Hecla Reports Second Quarter Results; Increases Silver Production 60%
Tuesday, August 05, 2008 12:53 AM
Symbols: HL
Hecla Mining Company (NYSE:HL) today reported silver production of 2.4 million ounces for the second quarter of 2008, a 60% increase over the same period a year ago. Second quarter financial results showed a loss applicable to common shareholders of $44.4 million, or 35 cents per share, on revenue of $64 million. The results include several one-time or transactional items related to the purchase of the Greens Creek Joint Venture, the sale of the Venezuelan operations and the sale of Great Basin Gold stock which resulted in a combined charge of $39.3 million. Absent those items, Hecla would have reported pre-tax net loss of $1.7 million in the second quarter of 2008(1). Income applicable to common shareholders in the second quarter of 2007 was $24.2 million, or 20 cents per share, on revenue of $44.4 million. Second quarter 2007 results also included a number of unusual items, most notably the sale of the Hollister Development Block.
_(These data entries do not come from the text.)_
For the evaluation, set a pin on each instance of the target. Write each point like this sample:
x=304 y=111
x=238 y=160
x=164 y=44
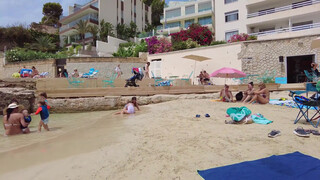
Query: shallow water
x=70 y=134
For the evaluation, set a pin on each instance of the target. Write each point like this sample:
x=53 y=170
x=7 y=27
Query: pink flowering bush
x=200 y=34
x=156 y=45
x=241 y=37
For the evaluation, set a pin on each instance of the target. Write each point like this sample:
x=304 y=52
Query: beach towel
x=259 y=119
x=238 y=113
x=285 y=167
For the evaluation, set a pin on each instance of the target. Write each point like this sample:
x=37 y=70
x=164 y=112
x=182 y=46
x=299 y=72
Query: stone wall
x=116 y=102
x=105 y=65
x=262 y=56
x=24 y=96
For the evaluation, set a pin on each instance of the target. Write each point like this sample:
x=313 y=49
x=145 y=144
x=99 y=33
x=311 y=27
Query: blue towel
x=285 y=167
x=259 y=119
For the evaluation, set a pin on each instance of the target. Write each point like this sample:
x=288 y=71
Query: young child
x=27 y=119
x=43 y=97
x=129 y=107
x=43 y=109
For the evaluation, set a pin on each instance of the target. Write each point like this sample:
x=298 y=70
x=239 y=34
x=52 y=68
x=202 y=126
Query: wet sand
x=164 y=141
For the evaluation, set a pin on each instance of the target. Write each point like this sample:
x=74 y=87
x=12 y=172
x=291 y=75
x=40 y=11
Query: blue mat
x=289 y=166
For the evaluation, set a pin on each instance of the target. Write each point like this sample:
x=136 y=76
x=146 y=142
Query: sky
x=26 y=11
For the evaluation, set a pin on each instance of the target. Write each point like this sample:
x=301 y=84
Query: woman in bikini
x=13 y=120
x=262 y=95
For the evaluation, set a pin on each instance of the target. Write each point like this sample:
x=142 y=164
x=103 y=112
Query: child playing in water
x=43 y=109
x=129 y=107
x=27 y=119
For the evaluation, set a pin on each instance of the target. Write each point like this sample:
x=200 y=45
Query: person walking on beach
x=118 y=71
x=13 y=120
x=146 y=70
x=43 y=109
x=129 y=108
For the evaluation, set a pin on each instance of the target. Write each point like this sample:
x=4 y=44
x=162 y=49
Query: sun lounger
x=301 y=102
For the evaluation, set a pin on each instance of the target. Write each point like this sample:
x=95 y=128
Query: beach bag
x=239 y=96
x=238 y=113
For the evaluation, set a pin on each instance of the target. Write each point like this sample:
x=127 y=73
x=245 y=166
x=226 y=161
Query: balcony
x=78 y=14
x=283 y=8
x=90 y=17
x=307 y=29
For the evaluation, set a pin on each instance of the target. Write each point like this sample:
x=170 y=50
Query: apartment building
x=179 y=15
x=113 y=11
x=267 y=19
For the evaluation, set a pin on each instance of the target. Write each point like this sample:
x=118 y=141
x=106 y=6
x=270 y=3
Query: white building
x=267 y=19
x=113 y=11
x=179 y=15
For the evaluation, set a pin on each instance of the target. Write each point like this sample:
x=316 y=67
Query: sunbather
x=226 y=95
x=249 y=93
x=262 y=95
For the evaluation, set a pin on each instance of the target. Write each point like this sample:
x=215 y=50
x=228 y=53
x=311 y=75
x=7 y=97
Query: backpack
x=239 y=96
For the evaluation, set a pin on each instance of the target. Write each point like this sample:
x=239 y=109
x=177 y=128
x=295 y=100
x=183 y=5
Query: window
x=205 y=20
x=230 y=34
x=190 y=9
x=172 y=25
x=173 y=13
x=231 y=16
x=229 y=1
x=204 y=7
x=155 y=67
x=187 y=23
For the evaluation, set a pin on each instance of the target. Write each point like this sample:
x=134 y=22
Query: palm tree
x=43 y=43
x=82 y=28
x=94 y=30
x=106 y=29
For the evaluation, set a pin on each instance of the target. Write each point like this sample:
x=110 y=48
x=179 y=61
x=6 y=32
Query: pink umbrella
x=228 y=73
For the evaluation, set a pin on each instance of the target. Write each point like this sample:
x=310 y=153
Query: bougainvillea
x=241 y=37
x=156 y=45
x=201 y=34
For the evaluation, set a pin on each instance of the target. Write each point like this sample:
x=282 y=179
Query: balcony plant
x=156 y=45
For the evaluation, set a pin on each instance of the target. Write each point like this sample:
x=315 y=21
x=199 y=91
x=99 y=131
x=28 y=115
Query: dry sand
x=163 y=141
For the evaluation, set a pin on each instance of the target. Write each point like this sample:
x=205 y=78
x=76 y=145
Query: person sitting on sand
x=262 y=95
x=129 y=107
x=13 y=121
x=248 y=94
x=226 y=95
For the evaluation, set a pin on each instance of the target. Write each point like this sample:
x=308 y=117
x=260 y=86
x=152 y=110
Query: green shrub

Unusual or one-time items that impacted Hecla's results from operations during the second quarter of this year included:

-- a loss of $30.7 million relating to the recently sold Venezuelan properties which consisted of a loss on impairment of $11.4 million and a loss from operations of $19.3 million (which included a foreign exchange loss of $13.3 million from the repatriation of $38.7 million USD from Venezuela to the United States);

-- cost of sales were $17 million higher due to the valuation of in-process inventory associated with the Greens Creek Joint Venture acquisition (received revenue of approximately the same amount related to the sale of the inventory); and

-- a gain of $8.1 million from the sale of Great Basin Gold stock previously received in connection with the sale of its interest in the Hollister project.

Other items that impacted second quarter net income included a 42% decrease in the price of zinc from $1.66 per pound in the second quarter of 2007 to $0.96 in the second quarter of 2008, increased smelter treatment and refining charges, and higher energy and steel costs. These factors resulted in increased cash costs per ounce of silver at the Lucky Friday and Greens Creek silver operations compared to a year ago. Additionally, the noncash stock option expense totaled $2.9 million in the second quarter of 2008.
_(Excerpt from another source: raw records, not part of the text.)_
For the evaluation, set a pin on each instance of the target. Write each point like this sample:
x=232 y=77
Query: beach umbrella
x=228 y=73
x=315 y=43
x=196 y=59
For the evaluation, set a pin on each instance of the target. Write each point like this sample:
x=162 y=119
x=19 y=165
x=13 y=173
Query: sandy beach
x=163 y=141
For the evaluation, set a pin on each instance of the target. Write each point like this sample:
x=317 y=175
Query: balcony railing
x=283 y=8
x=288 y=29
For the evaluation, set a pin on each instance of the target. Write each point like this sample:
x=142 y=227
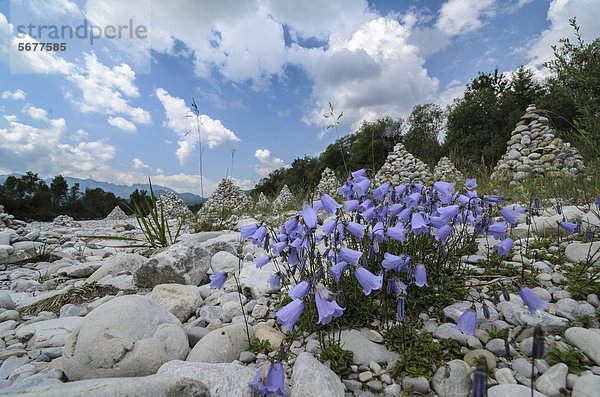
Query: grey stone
x=585 y=340
x=222 y=379
x=586 y=386
x=452 y=379
x=365 y=350
x=150 y=386
x=310 y=378
x=552 y=380
x=127 y=336
x=222 y=345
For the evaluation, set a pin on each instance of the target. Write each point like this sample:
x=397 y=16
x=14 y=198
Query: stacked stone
x=446 y=171
x=173 y=207
x=328 y=184
x=262 y=201
x=533 y=149
x=402 y=167
x=285 y=199
x=227 y=197
x=116 y=214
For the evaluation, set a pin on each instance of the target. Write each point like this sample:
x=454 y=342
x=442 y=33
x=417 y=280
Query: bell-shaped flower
x=420 y=276
x=512 y=216
x=275 y=280
x=471 y=184
x=530 y=298
x=269 y=379
x=368 y=280
x=310 y=216
x=336 y=270
x=350 y=256
x=327 y=307
x=397 y=232
x=443 y=233
x=350 y=205
x=497 y=230
x=261 y=261
x=217 y=280
x=248 y=231
x=299 y=291
x=418 y=224
x=290 y=313
x=467 y=322
x=504 y=246
x=356 y=229
x=570 y=227
x=329 y=204
x=258 y=236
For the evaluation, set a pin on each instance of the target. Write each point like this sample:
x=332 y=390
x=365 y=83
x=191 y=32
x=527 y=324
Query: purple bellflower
x=290 y=313
x=533 y=302
x=327 y=307
x=270 y=379
x=504 y=246
x=217 y=280
x=368 y=280
x=467 y=322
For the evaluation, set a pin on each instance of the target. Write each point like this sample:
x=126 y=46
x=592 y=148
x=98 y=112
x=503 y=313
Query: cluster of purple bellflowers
x=380 y=236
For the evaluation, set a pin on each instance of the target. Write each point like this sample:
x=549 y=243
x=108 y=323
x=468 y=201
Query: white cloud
x=139 y=164
x=267 y=163
x=373 y=73
x=105 y=90
x=463 y=16
x=559 y=13
x=122 y=124
x=180 y=119
x=17 y=95
x=36 y=113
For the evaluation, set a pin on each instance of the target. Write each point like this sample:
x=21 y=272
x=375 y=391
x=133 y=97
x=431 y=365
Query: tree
x=577 y=70
x=58 y=190
x=427 y=122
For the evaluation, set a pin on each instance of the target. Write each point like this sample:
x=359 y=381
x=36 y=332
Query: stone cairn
x=285 y=199
x=402 y=167
x=226 y=197
x=116 y=214
x=173 y=206
x=534 y=149
x=445 y=171
x=328 y=184
x=262 y=201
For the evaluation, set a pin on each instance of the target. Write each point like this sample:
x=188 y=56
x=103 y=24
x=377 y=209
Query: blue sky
x=262 y=73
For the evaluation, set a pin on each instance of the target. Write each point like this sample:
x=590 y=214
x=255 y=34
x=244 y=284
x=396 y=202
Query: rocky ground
x=96 y=319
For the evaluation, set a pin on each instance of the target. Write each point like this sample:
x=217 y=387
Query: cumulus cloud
x=18 y=95
x=463 y=16
x=107 y=90
x=267 y=163
x=559 y=13
x=122 y=124
x=180 y=119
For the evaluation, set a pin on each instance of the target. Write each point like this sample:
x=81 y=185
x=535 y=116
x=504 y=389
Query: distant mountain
x=122 y=191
For the first six months of 2008, Hecla recorded a loss applicable to common shareholders of $32.3 million, or 26 cents per common share, compared to income applicable to common shareholders of $32.2 million, or 27 cents per common share, during the same period in 2007.
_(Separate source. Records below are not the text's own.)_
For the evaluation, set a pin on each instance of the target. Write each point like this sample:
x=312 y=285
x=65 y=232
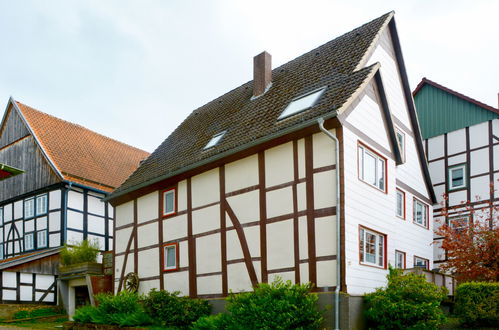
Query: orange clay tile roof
x=81 y=155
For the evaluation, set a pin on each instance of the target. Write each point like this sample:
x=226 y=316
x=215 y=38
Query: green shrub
x=124 y=309
x=212 y=322
x=280 y=305
x=408 y=302
x=168 y=309
x=477 y=303
x=84 y=251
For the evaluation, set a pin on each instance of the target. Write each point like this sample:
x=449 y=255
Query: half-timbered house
x=461 y=137
x=53 y=178
x=313 y=171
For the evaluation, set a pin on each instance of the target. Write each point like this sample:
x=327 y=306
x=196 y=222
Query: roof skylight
x=215 y=139
x=302 y=103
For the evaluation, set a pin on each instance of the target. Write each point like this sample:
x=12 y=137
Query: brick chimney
x=262 y=73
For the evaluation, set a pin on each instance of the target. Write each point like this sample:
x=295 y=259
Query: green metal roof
x=441 y=110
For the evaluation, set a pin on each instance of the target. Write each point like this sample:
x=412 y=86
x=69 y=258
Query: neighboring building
x=244 y=190
x=59 y=174
x=461 y=137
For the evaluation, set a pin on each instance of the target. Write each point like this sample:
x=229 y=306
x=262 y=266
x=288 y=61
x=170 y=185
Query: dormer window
x=214 y=140
x=302 y=103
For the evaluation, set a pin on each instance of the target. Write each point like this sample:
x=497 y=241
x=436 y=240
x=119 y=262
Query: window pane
x=381 y=174
x=370 y=248
x=369 y=168
x=457 y=177
x=171 y=258
x=169 y=206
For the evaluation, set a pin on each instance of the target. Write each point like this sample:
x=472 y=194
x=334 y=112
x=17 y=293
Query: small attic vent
x=214 y=140
x=302 y=103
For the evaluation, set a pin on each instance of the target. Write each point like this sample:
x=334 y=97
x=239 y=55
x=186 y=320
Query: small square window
x=399 y=259
x=457 y=177
x=41 y=237
x=372 y=168
x=302 y=103
x=29 y=243
x=41 y=204
x=400 y=203
x=421 y=262
x=215 y=140
x=29 y=207
x=169 y=202
x=170 y=255
x=372 y=248
x=420 y=213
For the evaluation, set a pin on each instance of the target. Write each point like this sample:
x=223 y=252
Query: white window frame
x=41 y=237
x=401 y=144
x=426 y=262
x=171 y=191
x=167 y=247
x=29 y=244
x=41 y=204
x=449 y=175
x=379 y=171
x=403 y=261
x=398 y=193
x=214 y=140
x=379 y=248
x=295 y=107
x=425 y=219
x=29 y=207
x=464 y=223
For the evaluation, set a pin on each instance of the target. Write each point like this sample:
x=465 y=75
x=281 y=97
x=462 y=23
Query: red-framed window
x=170 y=257
x=400 y=261
x=421 y=215
x=169 y=202
x=372 y=167
x=400 y=203
x=372 y=248
x=421 y=262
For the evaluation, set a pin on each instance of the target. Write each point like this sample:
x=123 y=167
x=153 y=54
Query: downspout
x=320 y=121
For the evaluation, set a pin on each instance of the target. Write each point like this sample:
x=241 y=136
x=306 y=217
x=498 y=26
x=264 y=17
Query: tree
x=472 y=248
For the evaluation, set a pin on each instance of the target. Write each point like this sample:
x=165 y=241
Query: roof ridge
x=79 y=126
x=453 y=92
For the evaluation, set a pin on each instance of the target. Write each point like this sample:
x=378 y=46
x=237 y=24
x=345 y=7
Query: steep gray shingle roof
x=331 y=65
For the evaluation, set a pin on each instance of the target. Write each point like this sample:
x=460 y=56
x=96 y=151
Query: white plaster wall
x=323 y=149
x=208 y=254
x=275 y=172
x=175 y=227
x=280 y=245
x=148 y=261
x=177 y=281
x=241 y=174
x=147 y=235
x=206 y=219
x=456 y=141
x=124 y=214
x=209 y=284
x=75 y=200
x=279 y=202
x=246 y=206
x=205 y=188
x=479 y=162
x=55 y=199
x=147 y=207
x=435 y=147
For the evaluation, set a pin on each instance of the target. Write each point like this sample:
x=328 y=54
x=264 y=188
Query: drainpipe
x=320 y=121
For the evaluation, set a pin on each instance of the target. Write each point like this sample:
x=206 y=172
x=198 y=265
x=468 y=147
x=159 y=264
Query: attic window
x=214 y=140
x=302 y=103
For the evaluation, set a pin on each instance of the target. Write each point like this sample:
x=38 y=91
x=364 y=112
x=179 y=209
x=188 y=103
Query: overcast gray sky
x=133 y=70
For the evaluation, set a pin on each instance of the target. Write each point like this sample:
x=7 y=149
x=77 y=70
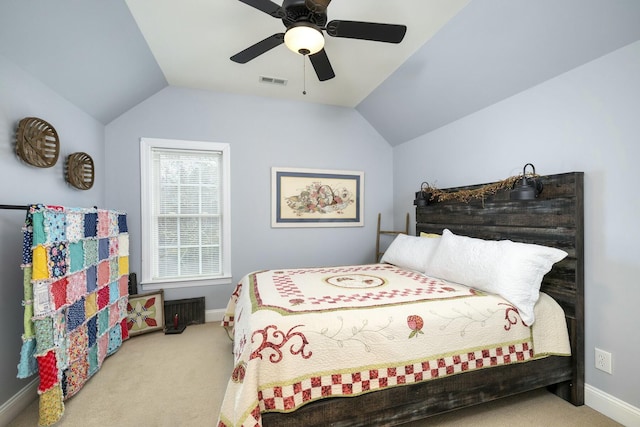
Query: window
x=185 y=213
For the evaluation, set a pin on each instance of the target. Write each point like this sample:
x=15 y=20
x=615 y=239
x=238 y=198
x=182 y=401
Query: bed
x=410 y=389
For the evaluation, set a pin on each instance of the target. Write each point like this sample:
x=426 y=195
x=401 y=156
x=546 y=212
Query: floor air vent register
x=180 y=313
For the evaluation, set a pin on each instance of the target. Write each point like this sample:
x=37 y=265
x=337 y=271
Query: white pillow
x=511 y=270
x=410 y=252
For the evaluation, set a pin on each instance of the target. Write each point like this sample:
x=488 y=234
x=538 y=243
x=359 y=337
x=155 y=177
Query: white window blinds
x=185 y=213
x=186 y=209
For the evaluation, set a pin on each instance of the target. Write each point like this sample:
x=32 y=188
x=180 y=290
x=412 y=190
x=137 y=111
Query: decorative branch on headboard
x=466 y=195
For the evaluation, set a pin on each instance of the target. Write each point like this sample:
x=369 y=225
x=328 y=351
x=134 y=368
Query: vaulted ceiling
x=458 y=56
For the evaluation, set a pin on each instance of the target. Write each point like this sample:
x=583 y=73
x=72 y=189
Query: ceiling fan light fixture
x=304 y=38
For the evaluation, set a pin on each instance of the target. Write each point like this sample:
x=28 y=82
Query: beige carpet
x=162 y=380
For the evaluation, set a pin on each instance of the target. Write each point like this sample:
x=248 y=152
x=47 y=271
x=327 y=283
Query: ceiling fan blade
x=258 y=49
x=266 y=6
x=389 y=33
x=317 y=6
x=321 y=64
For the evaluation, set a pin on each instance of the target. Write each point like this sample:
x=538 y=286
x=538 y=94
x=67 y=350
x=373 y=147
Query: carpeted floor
x=162 y=380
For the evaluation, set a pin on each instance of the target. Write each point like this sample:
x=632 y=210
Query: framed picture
x=316 y=198
x=145 y=312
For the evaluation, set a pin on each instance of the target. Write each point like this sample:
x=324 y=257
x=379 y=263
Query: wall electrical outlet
x=603 y=360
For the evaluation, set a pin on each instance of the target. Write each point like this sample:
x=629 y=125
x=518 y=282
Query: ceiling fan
x=305 y=20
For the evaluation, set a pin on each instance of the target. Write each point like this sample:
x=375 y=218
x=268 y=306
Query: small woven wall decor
x=37 y=142
x=80 y=170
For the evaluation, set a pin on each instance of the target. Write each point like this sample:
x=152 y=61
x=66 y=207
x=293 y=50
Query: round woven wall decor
x=37 y=142
x=80 y=170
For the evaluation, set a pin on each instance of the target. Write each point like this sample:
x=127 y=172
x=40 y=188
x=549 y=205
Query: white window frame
x=146 y=166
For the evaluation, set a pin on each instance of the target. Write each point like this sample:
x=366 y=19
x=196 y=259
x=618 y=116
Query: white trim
x=18 y=402
x=146 y=144
x=214 y=315
x=611 y=406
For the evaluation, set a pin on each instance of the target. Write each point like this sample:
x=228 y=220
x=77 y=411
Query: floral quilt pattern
x=306 y=334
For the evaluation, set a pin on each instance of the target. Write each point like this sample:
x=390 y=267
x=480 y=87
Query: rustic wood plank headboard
x=555 y=218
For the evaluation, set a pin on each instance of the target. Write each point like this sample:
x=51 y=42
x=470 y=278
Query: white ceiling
x=458 y=56
x=192 y=40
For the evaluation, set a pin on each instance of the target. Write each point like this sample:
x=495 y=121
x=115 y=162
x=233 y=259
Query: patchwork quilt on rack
x=76 y=266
SECOND QUARTER 2008 HIGHLIGHTS

-- Completion of the acquisition of the Greens Creek Joint Venture on April 16, 2008

-- Sale of the subsidiaries holding Hecla's Venezuelan properties for approximately $25 million

-- Silver production of 2.4 million ounces, a 60% increase from the second quarter of 2007, at an average cash cost per ounce of $3.43

-- Highest quarterly silver production in nearly 5 years

-- Record zinc production

-- Capital expenditures of $20.3 million, as Hecla invests in the future of the Greens Creek and Lucky Friday mines

-- Positive underground exploration drilling results at Greens Creek and Lucky Friday

Hecla Mining Company President and Chief Executive Officer Phillips S. Baker, Jr., said, "The second quarter has been a transformational quarter for Hecla. We acquired the remainder of the Greens Creek Joint Venture and sold our Venezuelan interests. Both transactions had one-time impacts on the second quarter financial results as we completed the transition related to these two assets. In the long term, the Greens Creek acquisition and the Venezuelan disposition provide our shareholders with 100% of the world's lowest-cost and fifth-largest silver mine, a substantially lower political risk profile, and a 60% increase in 2008 annual silver production to 9 million ounces. We have already seen a 60% increase in silver production for the second quarter compared to the same period a year ago."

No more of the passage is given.